To differentiate \(x \cos x\), we will use the product rule, which states that for two functions \(u(x)\) and \(v(x)\), \({d(uv)}/{dx} = u'v + uv'\). Here, \(u(x) = x\) and \(v(x) = \cos x\). First, find the derivatives of \(u(x)\) and \(v(x)\): \(u'(x) = \frac{d}{dx}(x) = 1\) \(v'(x) = \frac{d}{dx}(\cos x) = -\sin x\) Now, apply the product rule: \(\frac{dy}{dx} = u'v + uv' = (1)(\cos x) + (x)(-\sin x) = \cos x - x \sin x\)

(b) Differentiating \(x e^{x^k}\)

Again, we will use the product rule for \(u(x) = x\) and \(v(x) = e^{x^k}\). This time, we need the chain rule for \(v'(x)\), which states that if you have a composition of two functions \(g(f(x))\), then its derivative is \(g'(f(x))f'(x)\). Here, let \(g(x) = e^x\) and \(f(x) = x^k\). First, find the derivatives: \(u'(x) = \frac{d}{dx}(x) = 1\) \(v'(x) = \frac{d}{dx}(e^{x^k}) = e^{x^k} \frac{d}{dx}(x^k) = e^{x^k} (kx^{k-1})\) Apply the product rule: \(\frac{dy}{dx} = u'v + uv' = (1)( e^{x^k})+ (x)(e^{x^k} (kx^{k-1}))= e^{x^k} (1 + kx^k)\)
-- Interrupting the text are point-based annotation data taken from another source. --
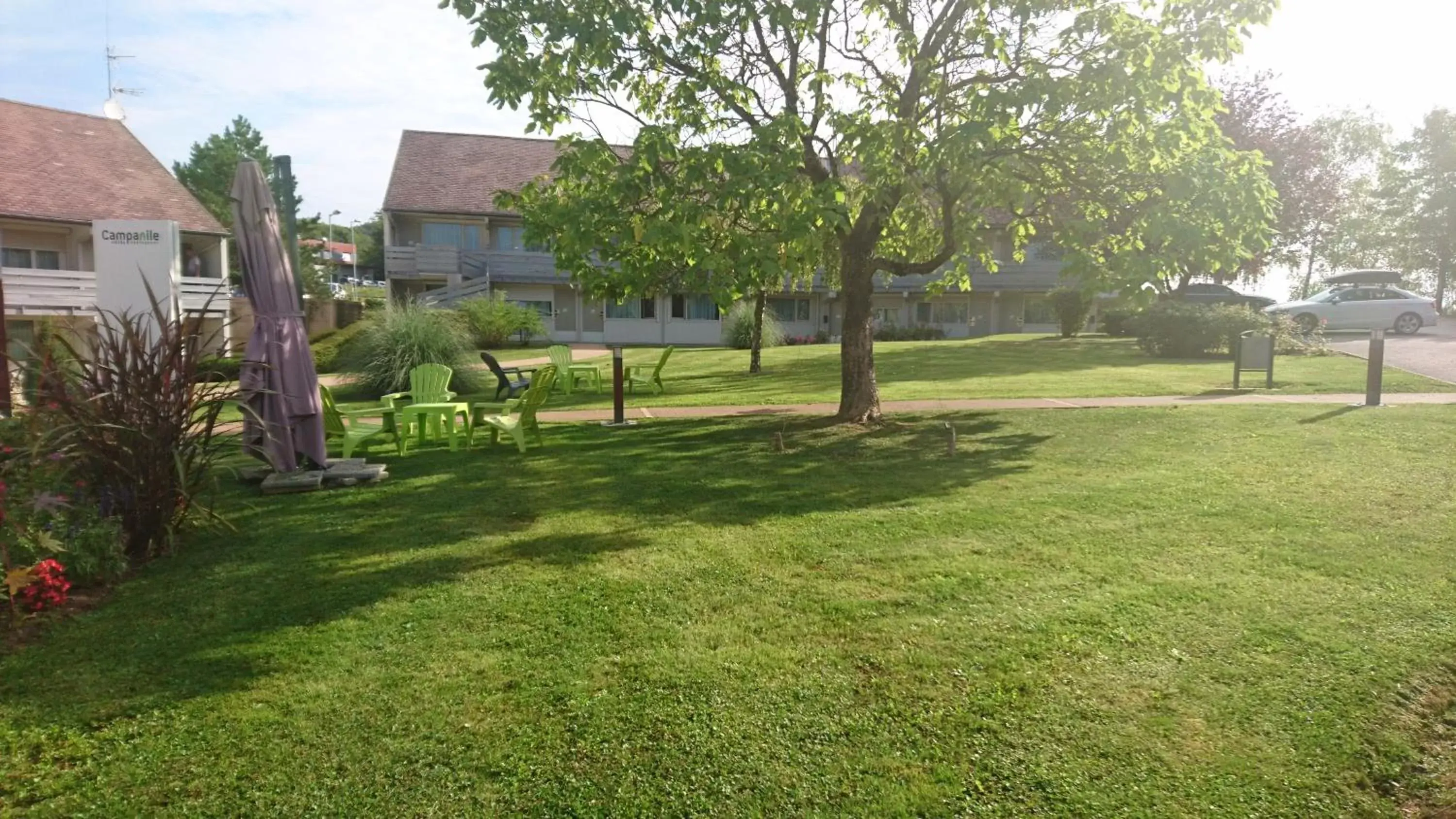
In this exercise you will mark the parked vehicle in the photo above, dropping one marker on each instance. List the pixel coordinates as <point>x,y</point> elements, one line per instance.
<point>1362,308</point>
<point>1206,293</point>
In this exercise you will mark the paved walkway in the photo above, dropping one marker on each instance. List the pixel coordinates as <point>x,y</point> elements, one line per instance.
<point>961,405</point>
<point>1432,353</point>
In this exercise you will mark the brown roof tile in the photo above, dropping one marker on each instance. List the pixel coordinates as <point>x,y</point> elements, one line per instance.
<point>66,166</point>
<point>459,174</point>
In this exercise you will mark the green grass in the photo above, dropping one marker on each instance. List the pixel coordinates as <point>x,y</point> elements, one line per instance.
<point>1200,611</point>
<point>998,367</point>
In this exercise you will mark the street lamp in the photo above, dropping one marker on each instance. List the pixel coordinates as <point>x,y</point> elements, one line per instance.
<point>356,255</point>
<point>328,251</point>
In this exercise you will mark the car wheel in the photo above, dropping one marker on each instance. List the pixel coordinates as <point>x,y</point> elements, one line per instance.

(c) Differentiating \(\sin x \cos 2x\)

Use the product rule with \(u(x) = \sin x\) and \(v(x) = \cos 2x\). We differentiate: \(u'(x) = \frac{d}{dx}(\sin x) = \cos x\) \(v'(x) = \frac{d}{dx}(\cos 2x) = -2 \sin(2x)\) Apply the product rule: \(\frac{dy}{dx} = u'v + uv' = (\cos x)(\cos 2x) + (\sin x)(-2 \sin 2x) = \cos x \cos 2x - 2\sin x \sin 2x\)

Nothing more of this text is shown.